# VSL Demo - Ravel - Daphnis and Chloe



## JBacal (Dec 12, 2018)

Ravel is one of the gods of orchestration. And this piece was quite a challenge to mock up. I hope a few of you enjoy the results.

Best wishes,
Jay


----------



## Eliot (Dec 12, 2018)

Sounds hard enough just getting the notes into a DAW, let alone shaping them. Incredible job. Very satisfying 'performance'.


----------



## Ned Bouhalassa (Dec 13, 2018)

BRAVO!!!

A terrific version, full of skill, hard-work and passion. I love the percussion mix in particular, very meaty!


----------



## Land of Missing Parts (Dec 13, 2018)

Damn that's good.


----------



## synergy543 (Dec 13, 2018)

Really terrific work Jay, a very balanced mix and wonderfully colorful orchestration. I'll bet you learned a tremendous amount doing this project.


----------



## SergeD (Dec 14, 2018)

Very dynamic and alive.


----------



## NoamL (Dec 14, 2018)

Really impressive musicality, especially the dynamics, and the fast repetitions.

Always thought it was strange how music history classes & books typically devote just a chapter to the French Impressionists. They were all, each geniuses, and so influential on what orchestras do today.


----------



## Rob (Dec 14, 2018)

wonderful, Jay... one of my favorite compositions and you managed to make it come alive.


----------



## Eloy (Dec 14, 2018)

Wow that is simply gorgeous. Thank you for sharing your talent.


----------



## Paul T McGraw (Dec 15, 2018)

Great work @JBacal as is always the case with your work. The midi-performance is fabulous and the mix is perfect. The woodwind work is especially good. Brass and strings are also good, but the woodwinds just really shine in this. 

I am assuming you stayed with all VSL. Which strings library?


----------



## Ned Bouhalassa (Dec 15, 2018)

NoamL said:


> Really impressive musicality, especially the dynamics, and the fast repetitions.
> 
> Always thought it was strange how music history classes & books typically devote just a chapter to the French Impressionists. They were all, each geniuses, and so influential on what orchestras do today.

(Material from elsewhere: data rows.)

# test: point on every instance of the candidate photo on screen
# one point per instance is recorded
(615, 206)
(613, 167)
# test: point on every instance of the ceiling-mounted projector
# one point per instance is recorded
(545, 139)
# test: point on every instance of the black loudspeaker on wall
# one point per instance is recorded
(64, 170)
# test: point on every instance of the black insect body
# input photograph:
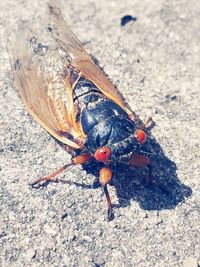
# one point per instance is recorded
(74, 101)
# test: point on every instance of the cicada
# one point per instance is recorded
(74, 101)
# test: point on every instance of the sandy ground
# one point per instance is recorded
(155, 63)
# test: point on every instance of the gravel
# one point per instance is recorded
(154, 61)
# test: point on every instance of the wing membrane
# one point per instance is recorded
(40, 75)
(79, 58)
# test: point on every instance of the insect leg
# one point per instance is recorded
(141, 161)
(75, 161)
(104, 179)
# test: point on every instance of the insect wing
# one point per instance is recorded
(79, 58)
(40, 75)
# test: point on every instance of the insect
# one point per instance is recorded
(74, 101)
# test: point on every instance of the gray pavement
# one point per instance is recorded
(155, 63)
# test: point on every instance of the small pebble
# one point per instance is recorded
(126, 19)
(190, 262)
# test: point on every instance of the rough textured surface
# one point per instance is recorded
(155, 63)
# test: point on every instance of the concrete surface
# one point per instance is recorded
(155, 63)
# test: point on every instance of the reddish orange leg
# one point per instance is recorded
(104, 179)
(75, 161)
(146, 124)
(142, 161)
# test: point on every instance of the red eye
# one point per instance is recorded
(102, 154)
(141, 136)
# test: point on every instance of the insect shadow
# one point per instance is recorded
(165, 192)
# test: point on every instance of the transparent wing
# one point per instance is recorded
(41, 75)
(77, 55)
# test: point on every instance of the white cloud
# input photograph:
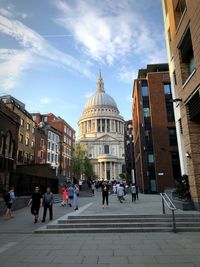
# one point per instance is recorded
(33, 46)
(87, 95)
(13, 64)
(108, 31)
(127, 75)
(46, 100)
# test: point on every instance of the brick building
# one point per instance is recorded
(182, 30)
(129, 151)
(67, 140)
(26, 138)
(155, 143)
(9, 129)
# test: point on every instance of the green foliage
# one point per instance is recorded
(183, 187)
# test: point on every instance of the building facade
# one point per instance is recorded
(26, 138)
(9, 130)
(67, 141)
(155, 142)
(129, 152)
(101, 130)
(182, 30)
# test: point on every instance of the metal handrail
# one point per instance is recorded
(166, 200)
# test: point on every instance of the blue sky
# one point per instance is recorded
(51, 51)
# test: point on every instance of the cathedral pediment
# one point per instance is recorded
(106, 138)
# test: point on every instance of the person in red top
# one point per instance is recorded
(64, 195)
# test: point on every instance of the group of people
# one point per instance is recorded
(119, 189)
(69, 195)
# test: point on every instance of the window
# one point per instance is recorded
(21, 138)
(48, 156)
(41, 154)
(187, 60)
(49, 145)
(150, 158)
(41, 142)
(145, 90)
(106, 149)
(166, 6)
(27, 141)
(167, 89)
(146, 112)
(172, 136)
(28, 126)
(52, 147)
(179, 12)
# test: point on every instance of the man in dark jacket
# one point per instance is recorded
(48, 199)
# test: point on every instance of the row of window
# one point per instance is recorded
(27, 141)
(28, 125)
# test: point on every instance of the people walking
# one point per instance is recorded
(64, 196)
(36, 203)
(105, 192)
(75, 197)
(9, 198)
(48, 200)
(133, 192)
(70, 195)
(120, 193)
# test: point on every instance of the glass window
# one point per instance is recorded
(146, 112)
(187, 59)
(28, 126)
(167, 89)
(21, 138)
(106, 149)
(179, 11)
(145, 91)
(150, 158)
(27, 141)
(172, 136)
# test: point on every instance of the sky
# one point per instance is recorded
(51, 51)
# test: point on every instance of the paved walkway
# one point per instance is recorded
(19, 246)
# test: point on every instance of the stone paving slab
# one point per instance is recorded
(104, 250)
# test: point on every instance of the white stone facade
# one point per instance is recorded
(101, 131)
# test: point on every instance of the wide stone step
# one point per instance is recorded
(129, 216)
(126, 220)
(114, 230)
(121, 225)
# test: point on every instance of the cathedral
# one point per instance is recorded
(101, 131)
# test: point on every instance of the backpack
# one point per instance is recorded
(7, 197)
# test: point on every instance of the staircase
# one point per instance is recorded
(123, 223)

And on film music as well, like Debussy’s influence on Herrmann, for eg.


----------



## JBacal (Dec 16, 2018)

Thanks to everyone who took the time to listen. And an extra big thanks to everyone who posted words of encouragement. Definitely lifted my spirits and boosted my motivation.

The libraries used were:

VSL Woodwinds
VSL Dimension Brass, Solo Tuba
VSL Choir
VSL Synchron Percussion 1
VSL Harps
VSL Synchronized Appassionata Strings, Synchronized Chamber Strings, Solo Strings

Best wishes and happy and healthy holidays,
Jay


----------



## rudi (Dec 19, 2018)

Ravel is a genius at orchestration. 
Your rendition is beautiful captures the spirit of the piece.
The dynamics are really well balanced, and the runs are excellent and perfectly judged. 
I also like the ambience levels. 
It must have been such a sense of achievement to complete!
Thank you for sharing,
Rudi


----------



## lux (Dec 19, 2018)

Fantastic work Jay! Expecially loved the dynamics


----------



## Przemek K. (Dec 19, 2018)

Fantastic work  extremely expressive.


----------



## JBacal (Dec 29, 2018)

Stephen Malinowski is a talented musician and computer whiz with a YouTube channel devoted to innovative ways of visualizing music. He just did a visualization of my Ravel performance. Perhaps a few of you will find it interesting.


----------